A ce sujet, il faut également prendre en compte le fait que, le plus souvent, il en est ainsi dans toutes les démocraties. L’argentin Macri, par exemple, qui est une petite brute de droite comme les nôtres, aura contre lui le Congrès. Le FPV – parti que est aujourd’hui dans l’opposition à l’exécutif mais majoritaire au congrès et dans les gouvernorats – a fait preuve d’un geste démocratique de gouvernabilité lorsqu’il a fait en sorte que le président du congrès soit du parti du gouvernement. Mais cela ne signifie pas que Macri a carte blanche. A un moment donné ils s’affronteront, c’est normal dans une démocratie.

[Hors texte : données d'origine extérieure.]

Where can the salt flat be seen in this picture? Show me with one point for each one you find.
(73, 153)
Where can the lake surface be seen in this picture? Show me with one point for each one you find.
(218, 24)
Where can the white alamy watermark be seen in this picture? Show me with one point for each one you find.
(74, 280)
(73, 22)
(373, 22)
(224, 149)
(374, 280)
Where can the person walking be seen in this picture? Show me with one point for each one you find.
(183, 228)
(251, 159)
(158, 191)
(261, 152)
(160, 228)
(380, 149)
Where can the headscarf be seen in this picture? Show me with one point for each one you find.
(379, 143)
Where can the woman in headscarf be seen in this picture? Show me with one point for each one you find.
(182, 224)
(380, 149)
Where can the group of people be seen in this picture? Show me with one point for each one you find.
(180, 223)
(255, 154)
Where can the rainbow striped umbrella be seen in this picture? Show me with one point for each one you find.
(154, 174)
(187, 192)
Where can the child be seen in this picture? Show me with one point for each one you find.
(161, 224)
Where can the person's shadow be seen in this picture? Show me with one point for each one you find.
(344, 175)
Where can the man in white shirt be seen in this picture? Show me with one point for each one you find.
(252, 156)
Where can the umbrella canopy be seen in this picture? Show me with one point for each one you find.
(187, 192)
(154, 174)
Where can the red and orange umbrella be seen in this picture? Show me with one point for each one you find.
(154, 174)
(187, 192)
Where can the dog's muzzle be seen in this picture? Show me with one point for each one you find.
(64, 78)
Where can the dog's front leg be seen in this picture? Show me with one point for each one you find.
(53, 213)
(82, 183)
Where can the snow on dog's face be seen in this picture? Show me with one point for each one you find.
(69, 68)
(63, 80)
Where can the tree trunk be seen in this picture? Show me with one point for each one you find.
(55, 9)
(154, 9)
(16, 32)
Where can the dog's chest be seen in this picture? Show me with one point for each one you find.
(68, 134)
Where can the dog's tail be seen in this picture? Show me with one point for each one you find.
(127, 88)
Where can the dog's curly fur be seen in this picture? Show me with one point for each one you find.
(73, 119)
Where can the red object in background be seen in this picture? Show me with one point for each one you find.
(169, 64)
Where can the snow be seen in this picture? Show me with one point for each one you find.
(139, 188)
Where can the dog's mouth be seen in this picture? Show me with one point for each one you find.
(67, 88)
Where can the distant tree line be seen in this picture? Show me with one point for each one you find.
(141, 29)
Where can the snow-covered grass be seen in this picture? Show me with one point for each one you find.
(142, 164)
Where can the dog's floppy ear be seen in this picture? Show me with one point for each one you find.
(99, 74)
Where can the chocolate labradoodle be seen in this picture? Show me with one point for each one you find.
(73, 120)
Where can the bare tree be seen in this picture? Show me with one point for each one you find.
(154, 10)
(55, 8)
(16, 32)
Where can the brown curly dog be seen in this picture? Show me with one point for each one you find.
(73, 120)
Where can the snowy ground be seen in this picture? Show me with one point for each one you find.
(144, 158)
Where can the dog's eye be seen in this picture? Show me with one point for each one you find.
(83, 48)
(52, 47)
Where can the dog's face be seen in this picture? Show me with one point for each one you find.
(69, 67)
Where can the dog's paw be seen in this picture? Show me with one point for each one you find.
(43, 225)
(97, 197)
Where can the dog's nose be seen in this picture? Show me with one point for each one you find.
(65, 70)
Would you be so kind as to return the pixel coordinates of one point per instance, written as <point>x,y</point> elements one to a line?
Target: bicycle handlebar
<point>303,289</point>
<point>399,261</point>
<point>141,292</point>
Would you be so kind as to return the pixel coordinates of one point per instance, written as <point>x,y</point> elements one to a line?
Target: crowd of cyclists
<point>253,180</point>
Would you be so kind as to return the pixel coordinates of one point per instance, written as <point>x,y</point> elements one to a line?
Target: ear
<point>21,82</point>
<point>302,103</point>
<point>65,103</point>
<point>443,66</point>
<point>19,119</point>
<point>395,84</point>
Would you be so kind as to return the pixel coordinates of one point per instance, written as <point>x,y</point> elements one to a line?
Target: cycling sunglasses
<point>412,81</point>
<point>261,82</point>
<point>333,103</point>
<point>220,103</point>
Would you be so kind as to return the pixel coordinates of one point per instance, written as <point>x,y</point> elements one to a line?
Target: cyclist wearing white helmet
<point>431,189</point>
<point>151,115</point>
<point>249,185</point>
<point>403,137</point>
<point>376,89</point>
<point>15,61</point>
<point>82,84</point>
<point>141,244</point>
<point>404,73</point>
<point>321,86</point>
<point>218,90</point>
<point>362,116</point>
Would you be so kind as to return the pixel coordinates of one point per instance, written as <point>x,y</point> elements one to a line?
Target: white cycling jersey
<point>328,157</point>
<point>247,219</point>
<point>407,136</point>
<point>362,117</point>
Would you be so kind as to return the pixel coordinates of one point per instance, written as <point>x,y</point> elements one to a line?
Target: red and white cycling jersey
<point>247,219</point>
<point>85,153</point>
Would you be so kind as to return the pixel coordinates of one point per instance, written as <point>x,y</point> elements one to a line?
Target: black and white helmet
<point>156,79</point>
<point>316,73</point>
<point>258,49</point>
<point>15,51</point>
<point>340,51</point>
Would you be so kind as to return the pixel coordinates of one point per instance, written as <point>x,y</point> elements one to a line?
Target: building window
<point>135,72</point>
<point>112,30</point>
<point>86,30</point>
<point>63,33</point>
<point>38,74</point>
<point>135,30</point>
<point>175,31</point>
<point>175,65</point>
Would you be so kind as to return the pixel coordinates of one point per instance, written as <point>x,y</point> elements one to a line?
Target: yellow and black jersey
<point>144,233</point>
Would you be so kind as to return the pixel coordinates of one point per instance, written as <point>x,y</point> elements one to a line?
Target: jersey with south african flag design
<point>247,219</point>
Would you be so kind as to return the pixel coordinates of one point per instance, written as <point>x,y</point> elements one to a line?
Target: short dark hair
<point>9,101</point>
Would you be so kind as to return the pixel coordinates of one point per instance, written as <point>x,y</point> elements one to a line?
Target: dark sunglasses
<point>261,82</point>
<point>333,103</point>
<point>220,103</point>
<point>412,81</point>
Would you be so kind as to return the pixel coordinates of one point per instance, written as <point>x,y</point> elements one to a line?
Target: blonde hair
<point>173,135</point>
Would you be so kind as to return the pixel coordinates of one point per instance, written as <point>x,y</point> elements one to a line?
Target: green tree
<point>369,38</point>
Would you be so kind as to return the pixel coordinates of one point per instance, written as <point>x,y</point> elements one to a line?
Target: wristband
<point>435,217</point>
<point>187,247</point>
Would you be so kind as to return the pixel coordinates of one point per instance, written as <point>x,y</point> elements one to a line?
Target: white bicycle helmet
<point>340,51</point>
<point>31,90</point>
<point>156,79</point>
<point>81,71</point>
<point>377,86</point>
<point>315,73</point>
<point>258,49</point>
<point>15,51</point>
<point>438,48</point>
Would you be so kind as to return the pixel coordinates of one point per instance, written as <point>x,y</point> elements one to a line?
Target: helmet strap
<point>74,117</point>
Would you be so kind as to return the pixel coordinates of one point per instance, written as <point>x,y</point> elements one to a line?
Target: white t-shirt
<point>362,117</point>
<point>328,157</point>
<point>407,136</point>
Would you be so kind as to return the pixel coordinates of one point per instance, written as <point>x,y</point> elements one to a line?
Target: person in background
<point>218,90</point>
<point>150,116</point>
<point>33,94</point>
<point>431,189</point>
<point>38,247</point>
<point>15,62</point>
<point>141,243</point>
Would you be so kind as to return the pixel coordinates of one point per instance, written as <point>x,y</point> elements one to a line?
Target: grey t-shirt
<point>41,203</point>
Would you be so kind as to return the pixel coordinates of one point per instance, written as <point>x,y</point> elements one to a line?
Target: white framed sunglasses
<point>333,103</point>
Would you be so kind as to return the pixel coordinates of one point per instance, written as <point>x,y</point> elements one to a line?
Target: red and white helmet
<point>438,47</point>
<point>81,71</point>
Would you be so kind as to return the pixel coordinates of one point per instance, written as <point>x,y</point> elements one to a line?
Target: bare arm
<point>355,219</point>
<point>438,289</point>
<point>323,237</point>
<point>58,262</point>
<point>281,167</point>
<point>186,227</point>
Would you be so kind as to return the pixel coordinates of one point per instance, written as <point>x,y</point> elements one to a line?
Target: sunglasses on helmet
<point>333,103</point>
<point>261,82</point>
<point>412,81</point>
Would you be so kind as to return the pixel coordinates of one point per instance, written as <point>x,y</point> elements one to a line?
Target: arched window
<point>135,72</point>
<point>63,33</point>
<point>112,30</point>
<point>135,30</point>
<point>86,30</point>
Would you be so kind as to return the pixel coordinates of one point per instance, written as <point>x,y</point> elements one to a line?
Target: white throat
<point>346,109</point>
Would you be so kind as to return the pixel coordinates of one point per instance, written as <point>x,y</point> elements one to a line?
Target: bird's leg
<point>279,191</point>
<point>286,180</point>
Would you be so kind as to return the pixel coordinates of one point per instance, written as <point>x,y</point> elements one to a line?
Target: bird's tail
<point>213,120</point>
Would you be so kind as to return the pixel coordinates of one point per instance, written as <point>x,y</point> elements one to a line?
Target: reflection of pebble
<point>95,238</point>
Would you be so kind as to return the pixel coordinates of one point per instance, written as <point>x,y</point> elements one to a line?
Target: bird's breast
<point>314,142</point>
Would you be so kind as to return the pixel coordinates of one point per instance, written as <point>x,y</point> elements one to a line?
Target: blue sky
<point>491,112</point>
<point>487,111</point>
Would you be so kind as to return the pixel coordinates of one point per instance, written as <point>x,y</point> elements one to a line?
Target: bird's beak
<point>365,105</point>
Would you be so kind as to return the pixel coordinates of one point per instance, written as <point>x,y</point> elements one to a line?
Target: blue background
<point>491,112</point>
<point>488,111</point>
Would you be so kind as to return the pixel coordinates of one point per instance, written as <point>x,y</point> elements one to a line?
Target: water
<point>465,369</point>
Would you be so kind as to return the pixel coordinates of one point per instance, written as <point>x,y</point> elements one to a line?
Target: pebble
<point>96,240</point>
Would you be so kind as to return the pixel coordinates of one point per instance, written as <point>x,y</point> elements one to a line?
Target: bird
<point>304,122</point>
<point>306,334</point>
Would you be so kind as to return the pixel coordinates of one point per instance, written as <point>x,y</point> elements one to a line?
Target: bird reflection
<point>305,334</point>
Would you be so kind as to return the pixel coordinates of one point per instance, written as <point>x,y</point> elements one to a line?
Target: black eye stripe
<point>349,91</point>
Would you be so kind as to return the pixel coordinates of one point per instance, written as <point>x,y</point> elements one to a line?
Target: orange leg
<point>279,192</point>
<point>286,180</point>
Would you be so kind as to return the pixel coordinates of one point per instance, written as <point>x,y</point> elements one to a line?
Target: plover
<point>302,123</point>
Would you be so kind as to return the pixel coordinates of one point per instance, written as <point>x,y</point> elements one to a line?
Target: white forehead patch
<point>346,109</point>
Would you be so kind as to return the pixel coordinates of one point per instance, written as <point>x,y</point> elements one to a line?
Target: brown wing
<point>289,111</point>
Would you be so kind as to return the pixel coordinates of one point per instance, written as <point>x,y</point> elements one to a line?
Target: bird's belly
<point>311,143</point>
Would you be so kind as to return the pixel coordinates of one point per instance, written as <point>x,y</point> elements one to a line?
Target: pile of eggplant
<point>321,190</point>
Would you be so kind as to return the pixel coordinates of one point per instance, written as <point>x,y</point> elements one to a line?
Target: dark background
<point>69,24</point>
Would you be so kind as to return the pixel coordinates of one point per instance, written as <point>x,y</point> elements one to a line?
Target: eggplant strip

Enfin, et pour conclure, il est un grand avantage que nous ne prenons pas en compte, c’est que maintenant nous pouvons livrer bataille sur le vif et en direct au sujet des modèles. En effet, on a toujours reproché au chavisme de parler au passé, de la Quatrième république d’avant la révolution, etc… Et pour le reste, parmi les propositions de l’opposition, se trouve principalement celle de l’amélioration et de progresser etc… ce qui signifie non seulement ne pas faire de queue mais aussi que les gens aient des emplois stables, des salaires dignes, qu’il y ait des prix accessibles et que les gens puissent exercer leurs droits sociaux et économiques, etc…

Toutefois, ce qui est sûr c’est que tout cela est incompatible avec des points tels que l’élimination des garanties pour le travailleur et la travailleuse, garanties qui figurent dans la loi du travail qu’ils veulent supprimer. Ceci est incompatible avec l’élimination des prix justes et j’en passe. De sorte que, comme cela vient de se passer avec le conflit droite/bolivariens autour de l’interdiction de licenciement, nous ferons en temps réel le débat sur les modèles économiques et de société ; les gens devront choisir entre ceux qui garantissent leurs emplois, leurs salaires dignes et leurs droits et ceux qui prétendent qu’il faut les supprimer ; nous n’avons plus un affrontement qui porte sur le passé mais sur le présent et le futur. A présent, la droite doit nous expliquer comment elle va nous servir son « changement ».